28. Size şunu söyleyeyim, kadından doğanlar arasında Yahya'dan daha üstün olanı yoktur. Bununla birlikte, Tanrı'nın Egemenliği'nde en küçük olan ondan üstündür.”
29. Yahya tarafından vaftiz edilen halk, hatta vergi görevlileri bile bunu duyunca Tanrı'nın adil olduğunu doğruladılar.
30. Oysa Yahya tarafından vaftiz edilmeye yanaşmayan Ferisiler'le Kutsal Yasa uzmanları, Tanrı'nın kendileriyle ilgili tasarısını reddettiler.
31. İsa, “Bu kuşağın insanlarını neye benzeteyim? Bunlar neye benziyorlar?” dedi.
32. “Çarşı meydanında oturup birbirlerine,‘Size kaval çaldık, oynamadınız;Ağıt yaktık, ağlamadınız’diye seslenen çocuklara benziyorlar.
33. Vaftizci Yahya geldiği zaman oruç tutup şaraptan kaçındı, ona ‘cinli’ diyorsunuz.
34. İnsanoğlu geldiği zaman yiyip içti.
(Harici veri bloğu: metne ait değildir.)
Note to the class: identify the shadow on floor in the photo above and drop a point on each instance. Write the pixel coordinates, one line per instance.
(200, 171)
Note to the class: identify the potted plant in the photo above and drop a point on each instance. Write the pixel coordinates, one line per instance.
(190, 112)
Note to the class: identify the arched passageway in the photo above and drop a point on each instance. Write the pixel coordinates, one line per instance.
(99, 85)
Bu kez de diyorsunuz ki, ‘Şu obur ve ayyaş adama bakın! Vergi görevlileri ve günahkârlarla dost oldu!’
35. Ne var ki bilgelik, onu benimseyen herkes tarafından doğrulanır.”
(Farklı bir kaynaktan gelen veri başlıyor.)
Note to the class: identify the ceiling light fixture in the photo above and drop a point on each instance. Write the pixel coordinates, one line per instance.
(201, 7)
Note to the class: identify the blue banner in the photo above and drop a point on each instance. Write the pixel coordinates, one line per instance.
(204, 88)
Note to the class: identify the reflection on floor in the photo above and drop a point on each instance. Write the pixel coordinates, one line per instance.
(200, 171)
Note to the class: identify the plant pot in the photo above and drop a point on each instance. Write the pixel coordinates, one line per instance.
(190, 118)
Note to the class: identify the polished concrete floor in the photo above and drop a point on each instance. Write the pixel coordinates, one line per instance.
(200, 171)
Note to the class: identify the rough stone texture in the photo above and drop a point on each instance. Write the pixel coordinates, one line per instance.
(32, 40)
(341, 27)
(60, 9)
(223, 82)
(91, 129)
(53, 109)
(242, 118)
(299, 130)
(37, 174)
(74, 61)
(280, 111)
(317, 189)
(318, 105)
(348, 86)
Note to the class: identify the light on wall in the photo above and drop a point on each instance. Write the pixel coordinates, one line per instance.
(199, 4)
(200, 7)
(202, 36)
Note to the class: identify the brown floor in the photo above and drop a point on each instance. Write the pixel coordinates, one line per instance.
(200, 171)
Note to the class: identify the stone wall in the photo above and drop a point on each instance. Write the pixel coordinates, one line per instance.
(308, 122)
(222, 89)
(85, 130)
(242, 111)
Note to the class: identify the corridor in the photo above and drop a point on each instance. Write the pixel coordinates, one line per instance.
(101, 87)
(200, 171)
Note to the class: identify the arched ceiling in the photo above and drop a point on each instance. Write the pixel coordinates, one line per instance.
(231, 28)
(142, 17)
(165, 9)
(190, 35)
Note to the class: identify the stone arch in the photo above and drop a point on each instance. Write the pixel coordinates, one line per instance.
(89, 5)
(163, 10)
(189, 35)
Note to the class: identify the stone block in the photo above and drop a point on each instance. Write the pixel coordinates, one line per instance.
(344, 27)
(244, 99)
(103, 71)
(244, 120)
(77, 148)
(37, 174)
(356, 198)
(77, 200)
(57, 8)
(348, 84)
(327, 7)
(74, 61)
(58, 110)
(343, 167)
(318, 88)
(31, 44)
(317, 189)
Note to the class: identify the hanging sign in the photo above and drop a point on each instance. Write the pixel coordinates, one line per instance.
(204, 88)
36. Ferisiler'den biri İsa'yı yemeğe çağırdı. O da Ferisi'nin evine gidip sofraya oturdu.
37-38. O sırada, kentte günahkâr olarak tanınan bir kadın, İsa'nın, Ferisi'nin evinde yemek yediğini öğrenince kaymaktaşından bir kap içinde güzel kokulu yağ getirdi. İsa'nın arkasında, ayaklarının dibinde durup ağlayarak, gözyaşlarıyla O'nun ayaklarını ıslatmaya başladı. Saçlarıyla ayaklarını sildi, öptü ve yağı üzerlerine sürdü.
39. İsa'yı evine çağırmış olan Ferisi bunu görünce kendi kendine, “Bu adam peygamber olsaydı, kendisine dokunan bu kadının kim ve ne tür bir kadın olduğunu, günahkâr biri olduğunu anlardı” dedi.
40. Bunun üzerine İsa Ferisi'ye, “Simun” dedi, “Sana bir söyleyeceğim var.”O da, “Buyur, öğretmenim” dedi.
41. “Tefeciye borçlu iki kişi vardı. Biri beş yüz, öbürü de elli dinar borçluydu.
42. Borçlarını ödeyecek güçte olmadıklarından, tefeci her ikisinin de borcunu bağışladı. Buna göre, hangisi onu çok sever?”
43. Simun, “Sanırım, kendisine daha çok bağışlanan” diye yanıtladı.İsa ona, “Doğru söyledin” dedi.
44. Sonra kadına bakarak Simun'a şunları söyledi: “Bu kadını görüyor musun? Ben senin evine geldim, ayaklarım için bana su vermedin. Bu kadın ise ayaklarımı gözyaşlarıyla ıslatıp saçlarıyla sildi.
45. Sen beni öpmedin, ama bu kadın eve girdiğimden beri ayaklarımı öpüp duruyor.